The nurse runs through the form about your valuables - to say that the ward takes no responsibility for your belongings if they are lost or stolen during your stay.  Some of the routine questions are ones about how breathless you are and how far you can walk on the flat. 

 

The nurse gives you a name band and a red one for medication you are allergic to.  You also have your ‘obs’ done - blood pressure, temperature and oxygen levels.  You are then left to settle in to your room. The doctor comes in later to put your venflon in so you can start your treatment.

 

 

When I know I’m going into Foulis ward I always make sure I take my feather pillow, because the hospital pillows are quite hard as they are made of plastic (which makes them easy to clean).  I take two weeks of clothes and toiletries. 

 

I take plenty of things to keep me occupied - but saying that you don’t get a chance to get bored, there’s always stuff going on e.g. physio, x-rays, blood tests.

 

 

Foulis Ward has changed a lot since I’ve been coming to the Brompton.  It used to have shared rooms and extra bathrooms, which were in the middle of the ward. 

 

Now thanks to lots of donations, Foulis ward has been turned into single rooms with en-suite bathrooms.  Having single rooms is a lot better especially when you’re not feeling that great, and you just need some time on your own.  There are still two shared rooms left though - a three bed and a four bed. 

 

All the rooms have everything you need for your stay.  They have a fridge, TV-video and a phone for incoming calls, which is great - your friends and family can ring you.  You can also have a laptop on loan for the length of your stay. 

 

The ward has a patient sitting room you can use.  It’s cosy and comes with a TV, stereo, books, videos, DVDs and games.  There are two leather sofas to sit on. 

 

If you ever get hungry you can use the patients’ kitchen, its very well equipped with a kettle, toaster, fridge, milk machine, microwave and hot drinks trolley - everything you might need.

 

 

The staff are really lovely people and they make you feel at ease.  You can ask them anything they’re more than happy to help.  As an inpatient you get to meet lots of new doctors and nurses.  All the doctors rotate every 6 months, I get to see quite a few because I’m in quite a lot. 

 

You sometimes meet other CF patients or people with heart problems or just breathing problems.  Its good to exchange stories with other patients and get to know different people.  There are a few volunteers who come round to see if you want a newspaper or something to eat, chocolate, crisps or personal stuff.

 

 

You have physio twice a day, morning and afternoon.  I look forward to mine because the staff are really nice people, you can have a laugh with them, which is good if you’re feeling a bit down.  I have a DNA nebuliser an hour before physio and a salbutamol neb ten mins before.  After physio I have two nebulisers which are antibiotics.

 

IV’s are given three times a day at 8am, 2pm and 10pm.
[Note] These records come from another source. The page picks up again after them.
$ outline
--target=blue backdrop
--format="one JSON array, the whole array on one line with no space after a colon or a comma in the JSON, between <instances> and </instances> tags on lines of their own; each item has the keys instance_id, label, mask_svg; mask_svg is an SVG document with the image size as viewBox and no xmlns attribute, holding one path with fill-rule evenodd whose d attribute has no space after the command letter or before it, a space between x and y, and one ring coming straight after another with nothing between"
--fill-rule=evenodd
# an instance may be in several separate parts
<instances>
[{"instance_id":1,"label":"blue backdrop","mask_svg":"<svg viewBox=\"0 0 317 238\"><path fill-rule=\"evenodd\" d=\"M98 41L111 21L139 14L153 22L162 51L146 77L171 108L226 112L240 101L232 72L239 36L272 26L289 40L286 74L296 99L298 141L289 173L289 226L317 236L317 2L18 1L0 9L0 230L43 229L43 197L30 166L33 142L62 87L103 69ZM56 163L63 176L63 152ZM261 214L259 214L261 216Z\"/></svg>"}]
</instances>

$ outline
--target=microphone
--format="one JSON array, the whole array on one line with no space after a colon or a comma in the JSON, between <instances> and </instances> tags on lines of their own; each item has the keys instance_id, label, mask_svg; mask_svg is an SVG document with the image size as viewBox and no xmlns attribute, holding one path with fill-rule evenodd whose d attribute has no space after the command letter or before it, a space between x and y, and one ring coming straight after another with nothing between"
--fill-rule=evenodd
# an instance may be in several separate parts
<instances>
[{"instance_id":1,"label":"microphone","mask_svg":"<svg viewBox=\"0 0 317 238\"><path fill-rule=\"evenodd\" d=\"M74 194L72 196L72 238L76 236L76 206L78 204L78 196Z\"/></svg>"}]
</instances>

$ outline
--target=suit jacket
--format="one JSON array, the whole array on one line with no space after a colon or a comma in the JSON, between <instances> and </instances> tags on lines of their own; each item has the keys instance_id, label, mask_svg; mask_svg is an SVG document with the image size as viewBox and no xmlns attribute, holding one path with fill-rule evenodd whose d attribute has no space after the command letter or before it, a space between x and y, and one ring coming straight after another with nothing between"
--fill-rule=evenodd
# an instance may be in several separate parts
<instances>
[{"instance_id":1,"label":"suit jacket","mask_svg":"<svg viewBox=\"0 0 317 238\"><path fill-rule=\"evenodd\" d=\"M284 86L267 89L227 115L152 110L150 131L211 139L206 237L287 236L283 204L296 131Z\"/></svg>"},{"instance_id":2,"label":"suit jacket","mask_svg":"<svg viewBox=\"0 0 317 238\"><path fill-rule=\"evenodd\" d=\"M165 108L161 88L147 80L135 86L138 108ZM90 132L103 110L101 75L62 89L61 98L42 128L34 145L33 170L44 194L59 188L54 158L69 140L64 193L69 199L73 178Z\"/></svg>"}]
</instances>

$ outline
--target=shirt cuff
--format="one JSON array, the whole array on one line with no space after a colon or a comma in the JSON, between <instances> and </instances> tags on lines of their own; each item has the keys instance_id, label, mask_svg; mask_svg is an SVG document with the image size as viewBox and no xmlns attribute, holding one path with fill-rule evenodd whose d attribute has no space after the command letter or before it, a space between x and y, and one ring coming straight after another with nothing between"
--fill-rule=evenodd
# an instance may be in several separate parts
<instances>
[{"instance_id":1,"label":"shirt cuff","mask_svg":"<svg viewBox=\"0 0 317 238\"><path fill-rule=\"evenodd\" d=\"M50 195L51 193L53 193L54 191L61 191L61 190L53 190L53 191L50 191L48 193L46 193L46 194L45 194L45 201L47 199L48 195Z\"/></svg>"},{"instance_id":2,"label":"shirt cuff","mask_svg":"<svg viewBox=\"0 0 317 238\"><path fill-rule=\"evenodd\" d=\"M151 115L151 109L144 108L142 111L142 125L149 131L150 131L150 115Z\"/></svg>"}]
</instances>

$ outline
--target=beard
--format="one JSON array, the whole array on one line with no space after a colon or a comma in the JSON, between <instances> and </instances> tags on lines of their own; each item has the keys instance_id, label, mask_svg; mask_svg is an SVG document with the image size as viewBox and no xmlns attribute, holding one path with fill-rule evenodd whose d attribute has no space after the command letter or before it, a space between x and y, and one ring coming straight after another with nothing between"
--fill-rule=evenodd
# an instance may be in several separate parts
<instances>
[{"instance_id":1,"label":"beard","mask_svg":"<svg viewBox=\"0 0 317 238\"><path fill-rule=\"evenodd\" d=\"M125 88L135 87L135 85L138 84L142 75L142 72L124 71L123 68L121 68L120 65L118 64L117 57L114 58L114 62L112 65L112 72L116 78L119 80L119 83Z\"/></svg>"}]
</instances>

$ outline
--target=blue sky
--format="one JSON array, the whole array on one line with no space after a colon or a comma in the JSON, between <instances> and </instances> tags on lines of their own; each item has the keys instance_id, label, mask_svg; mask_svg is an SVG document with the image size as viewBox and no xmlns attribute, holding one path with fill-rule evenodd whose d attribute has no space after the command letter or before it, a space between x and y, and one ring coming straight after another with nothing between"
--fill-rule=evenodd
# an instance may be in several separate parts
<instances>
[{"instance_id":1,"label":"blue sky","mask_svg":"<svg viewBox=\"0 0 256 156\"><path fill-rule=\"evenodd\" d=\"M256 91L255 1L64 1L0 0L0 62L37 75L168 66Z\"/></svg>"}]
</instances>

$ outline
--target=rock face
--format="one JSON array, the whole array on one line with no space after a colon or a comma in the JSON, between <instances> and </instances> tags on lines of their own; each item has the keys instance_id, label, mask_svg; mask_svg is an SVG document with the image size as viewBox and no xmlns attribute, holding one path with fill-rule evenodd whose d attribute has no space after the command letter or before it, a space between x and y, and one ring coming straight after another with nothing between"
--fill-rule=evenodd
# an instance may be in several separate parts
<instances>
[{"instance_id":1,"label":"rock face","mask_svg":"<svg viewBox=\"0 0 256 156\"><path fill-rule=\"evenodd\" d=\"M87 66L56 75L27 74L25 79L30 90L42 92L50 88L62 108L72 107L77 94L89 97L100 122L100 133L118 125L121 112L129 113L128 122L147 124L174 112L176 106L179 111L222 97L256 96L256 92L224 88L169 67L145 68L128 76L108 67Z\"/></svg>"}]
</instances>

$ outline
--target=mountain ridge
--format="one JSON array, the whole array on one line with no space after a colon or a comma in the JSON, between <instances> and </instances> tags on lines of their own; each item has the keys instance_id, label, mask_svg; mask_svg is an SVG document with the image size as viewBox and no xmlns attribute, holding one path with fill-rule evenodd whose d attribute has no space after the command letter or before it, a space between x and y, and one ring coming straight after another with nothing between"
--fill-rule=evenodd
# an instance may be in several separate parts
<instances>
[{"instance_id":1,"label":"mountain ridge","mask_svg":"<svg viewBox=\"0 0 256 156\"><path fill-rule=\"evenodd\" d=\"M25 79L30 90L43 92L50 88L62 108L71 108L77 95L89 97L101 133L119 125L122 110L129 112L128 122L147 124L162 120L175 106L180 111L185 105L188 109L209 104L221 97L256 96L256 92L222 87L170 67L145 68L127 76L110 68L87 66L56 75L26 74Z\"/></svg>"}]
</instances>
I take most of my tablets in the morning and then a few during the day.  I have to wear a ventilator at night time with oxygen running through it.

 

 

I first started coming to the Brompton when I was approximately 4 years old.  I don’t really remember much until I got a bit older and remember playing in the outpatients play area.

 

Sometimes when I’ve been in hospital you get down days and everything takes its toll on you, especially when you’ve had to have a few different venflons and your arms are very sore, and full of holes. 

 

The worst time for me had to be when I was stuck in bed for a week and I was reliant on everyone else to wash an dress me - it was horrible being stuck in the same room all the time.  It ever you need someone to talk to there is always Millie Dack the CF nurse specialist.  I spoke to Millie when I was feeling down and she made me feel so much better.